Keshaun Singleton

No. 11 – Auburn Tigers
- Position: Wide receiver
- Class: Redshirt Junior

Personal information
- Born: Norcross, Georgia, U.S.
- Listed height: 6 ft 3 in (1.91 m)
- Listed weight: 220 lb (100 kg)

Career information
- High school: Meadowcreek (Norcross, Georgia)
- College: South Florida Bulls (2023–2025); Auburn Tigers (2026–present);
- Stats at ESPN

= Keshaun Singleton =

American football player

Keshaun Singleton is an American football wide receiver for the Auburn Tigers. He previously played for the South Florida Bulls.

==College career==
===South Florida===
Singleton committed to South Florida in the 2023 season. He made his first start in the 2024 season, against the UAB Blazers. He caught four passes for 105 yards in the game, including his first career touchdown.

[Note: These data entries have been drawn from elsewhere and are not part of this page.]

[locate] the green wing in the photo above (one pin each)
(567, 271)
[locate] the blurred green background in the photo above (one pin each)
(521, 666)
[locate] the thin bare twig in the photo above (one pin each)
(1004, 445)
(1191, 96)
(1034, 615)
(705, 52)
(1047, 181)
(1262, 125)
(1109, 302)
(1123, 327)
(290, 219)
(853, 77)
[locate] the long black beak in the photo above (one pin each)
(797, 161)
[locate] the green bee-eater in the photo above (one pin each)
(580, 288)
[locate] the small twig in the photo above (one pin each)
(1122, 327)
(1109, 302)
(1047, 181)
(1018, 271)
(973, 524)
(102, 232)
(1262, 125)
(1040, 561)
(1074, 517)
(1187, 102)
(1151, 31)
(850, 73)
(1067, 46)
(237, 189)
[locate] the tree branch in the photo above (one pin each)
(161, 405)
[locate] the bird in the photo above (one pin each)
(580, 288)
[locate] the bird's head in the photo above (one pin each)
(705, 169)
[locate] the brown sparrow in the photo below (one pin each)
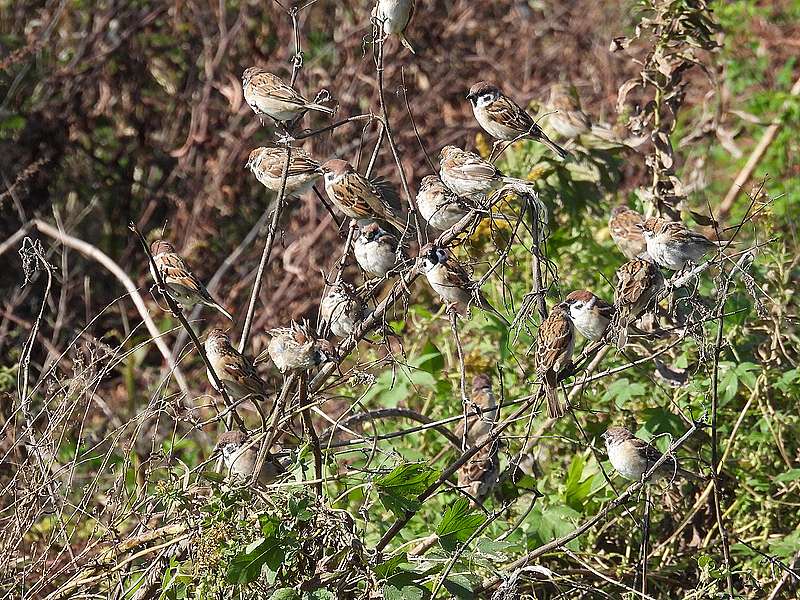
(504, 119)
(590, 314)
(567, 118)
(467, 174)
(625, 228)
(450, 280)
(672, 245)
(180, 281)
(440, 207)
(296, 348)
(638, 284)
(633, 457)
(234, 370)
(555, 342)
(342, 309)
(479, 474)
(358, 197)
(267, 165)
(267, 95)
(394, 16)
(376, 250)
(240, 457)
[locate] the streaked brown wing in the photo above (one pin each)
(508, 113)
(552, 341)
(265, 85)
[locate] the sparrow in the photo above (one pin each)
(589, 314)
(567, 118)
(624, 226)
(358, 197)
(633, 457)
(504, 119)
(638, 283)
(450, 280)
(267, 95)
(267, 165)
(480, 473)
(467, 174)
(342, 309)
(439, 206)
(180, 281)
(240, 457)
(394, 16)
(376, 250)
(672, 245)
(296, 348)
(233, 369)
(555, 342)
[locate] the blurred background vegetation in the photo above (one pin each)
(119, 111)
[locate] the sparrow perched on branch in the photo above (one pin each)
(633, 457)
(240, 457)
(267, 165)
(625, 228)
(638, 284)
(467, 174)
(504, 119)
(296, 348)
(180, 281)
(358, 197)
(450, 280)
(567, 118)
(555, 342)
(376, 250)
(672, 245)
(267, 95)
(439, 206)
(342, 309)
(590, 314)
(394, 16)
(479, 474)
(234, 370)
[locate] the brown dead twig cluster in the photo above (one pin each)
(71, 397)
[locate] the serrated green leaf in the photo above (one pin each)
(457, 524)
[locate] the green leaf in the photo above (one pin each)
(246, 566)
(458, 524)
(285, 594)
(399, 489)
(403, 587)
(389, 567)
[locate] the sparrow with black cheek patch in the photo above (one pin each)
(672, 245)
(296, 348)
(567, 117)
(267, 165)
(638, 284)
(633, 457)
(590, 314)
(375, 250)
(342, 309)
(624, 226)
(180, 281)
(439, 206)
(358, 197)
(450, 280)
(467, 174)
(479, 474)
(267, 95)
(234, 370)
(241, 456)
(555, 342)
(504, 119)
(394, 16)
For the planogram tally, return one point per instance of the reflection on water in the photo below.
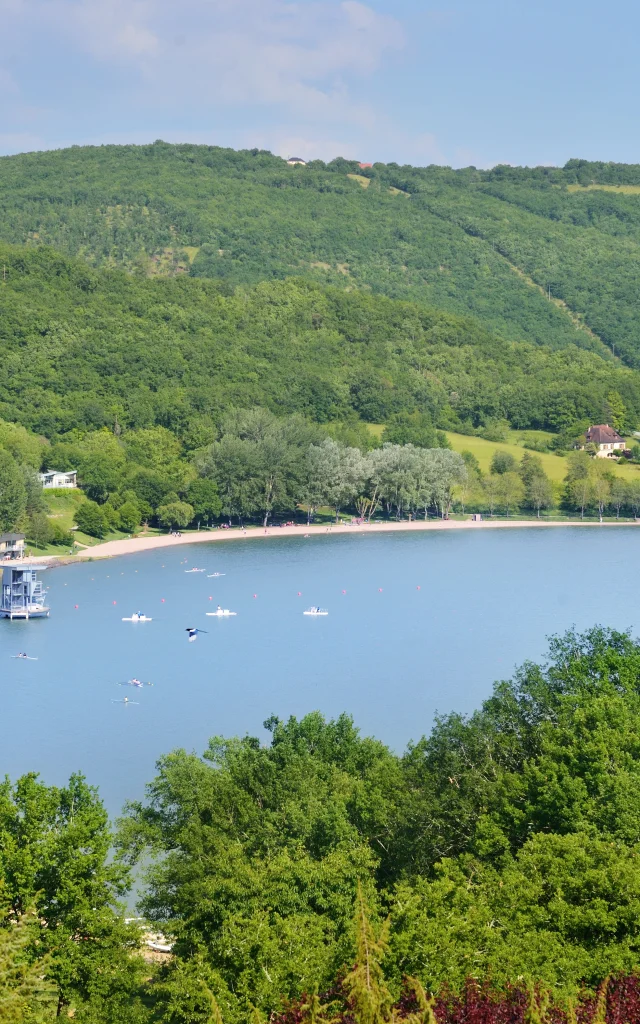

Singleton played in every game in 2025, and was the team's leading receiver. He announced that he would enter the transfer portal in December 2025, following the departure of head coach Alex Golesh to join the Auburn Tigers.

===Auburn Tigers===
Singleton committed to Auburn in January 2026. He stated that he chose to transfer to Auburn because he trusted Golesh to lead the team. He also expressed interest in reuniting with Byrum Brown, who he played with at South Florida.

==Personal life==
Singleton was born in Norcross, Georgia.